Superintendant Brian Callaghan said those cuts, including to a class size initiative for Grades 4 to 6, take away a total of $552,200 from the local school district – resulting in a net loss of $130,756 in funding while fixed costs continue to rise.

“So the 4.54 per cent increase announced in February has a little bit of a different twist when you play out all the different pieces,” Callaghan said.

However, it was the fact CRPS is continuing with plans to introduce full-day kindergarten programming in Canmore and Banff that caused concerns for parents during the board’s meeting.

Bater said because another school district in the area is offering that program, CRPS is losing kindergarten students and the board made the decision to move forward with full-day programming at an estimated additional cost of $200,000.

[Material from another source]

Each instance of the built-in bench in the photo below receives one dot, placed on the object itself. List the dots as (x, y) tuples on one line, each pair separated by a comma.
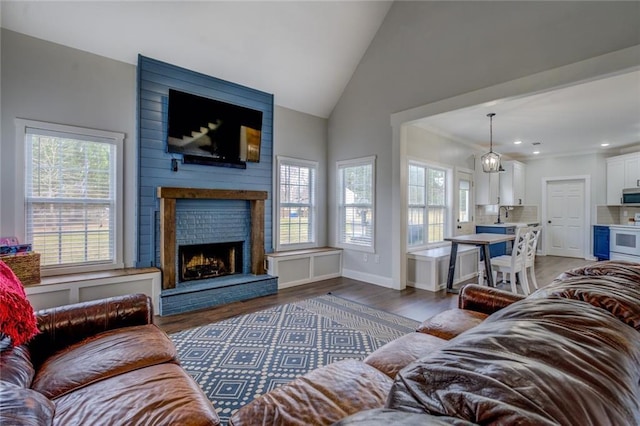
[(428, 269), (72, 288), (298, 267)]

“It is a strategic position and an attempt to put us in the best position, not now, but in the future,” he said. “It has an impact on student numbers over time… parents have choices and will take them and we are trying to make sure we have a choice.

“We want to place these schools in these communities in the best position to retain students.”

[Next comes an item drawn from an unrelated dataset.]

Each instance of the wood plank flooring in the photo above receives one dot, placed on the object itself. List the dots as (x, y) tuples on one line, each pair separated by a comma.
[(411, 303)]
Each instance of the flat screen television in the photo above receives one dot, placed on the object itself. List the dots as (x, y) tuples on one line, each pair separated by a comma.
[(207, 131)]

The overall decrease in funding, combined with declining enrollment numbers and two years of deficits and the need for CRPS to put forward a balanced budget, has resulted in the spending cuts.

CRPS budgeted for a deficit in the current school year of $450,000 after Education Minister Dave Hancock told boards to spend reserves instead of cutting teacher positions.

Bater said the board followed that direction under the impression it had reserves, but the audited financials in fall revealed an unexpected deficit of $591,000 from the 2009/10 school year.

Callaghan said without reserves, Alberta Education can reject deficit budgets from boards and at the extreme end, can usurp local authority and cut the budget itself.

To the district’s benefit, he added, the department has agreed to allow CRPS five years to pay back the two-year $1 million accrued deficit beginning in the 2012/13 school year.

On top of all those factors is the wealth of experience Bow Valley teachers possess – a double-edged sword.

Bater said the system is flawed and CRPS pays for it. Boards, he explained, are funded for teachers based on a provincial average.

But due to a salary grid within binding contracts with the ATA, teachers with more experience get paid more.

For the past decade, the Bow Valley has ranked in the top three of districts in terms of teacher’s years of experience, meaning CRPS gets less funding than it costs to pay teachers.

“It is one of our major barriers,” Bater said, adding experienced teachers are wanted, but there should be a recognition of the cost by the province. “Typically, those boards without surpluses have those higher grid costs.”

One area untouched by the school board is in funding for students with special needs.

“We have maintained all supports for special needs students given the nature of their learning needs,” Bater said. “We felt we could not cut the area that is most vulnerable.”

While spending remains for those students, the funding for children with severe disabilities has been frozen by the province for two years while it undergoes a review of special education in the province.

Bater said what is most concerning about that freeze is not just the amount received per student, but that the number of students funded is frozen while the number of children in the school system continues to rise.

“Most school districts would say special needs funding has been under-funded for many years,” he said. “It is a chronic problem and we now have a frozen chronic problem.”

Administration and the board also cut its own budget, with a five per cent reduction in travel and subsistence expenditures.

While the board is allowed to spend up to six per cent of total expenditures on administration, CRPS has kept its budget below 3.7 per cent.

The reductions do not affect the Exshaw School to the same extent as others in the valley as its funding is secured through an agreement with the federal government.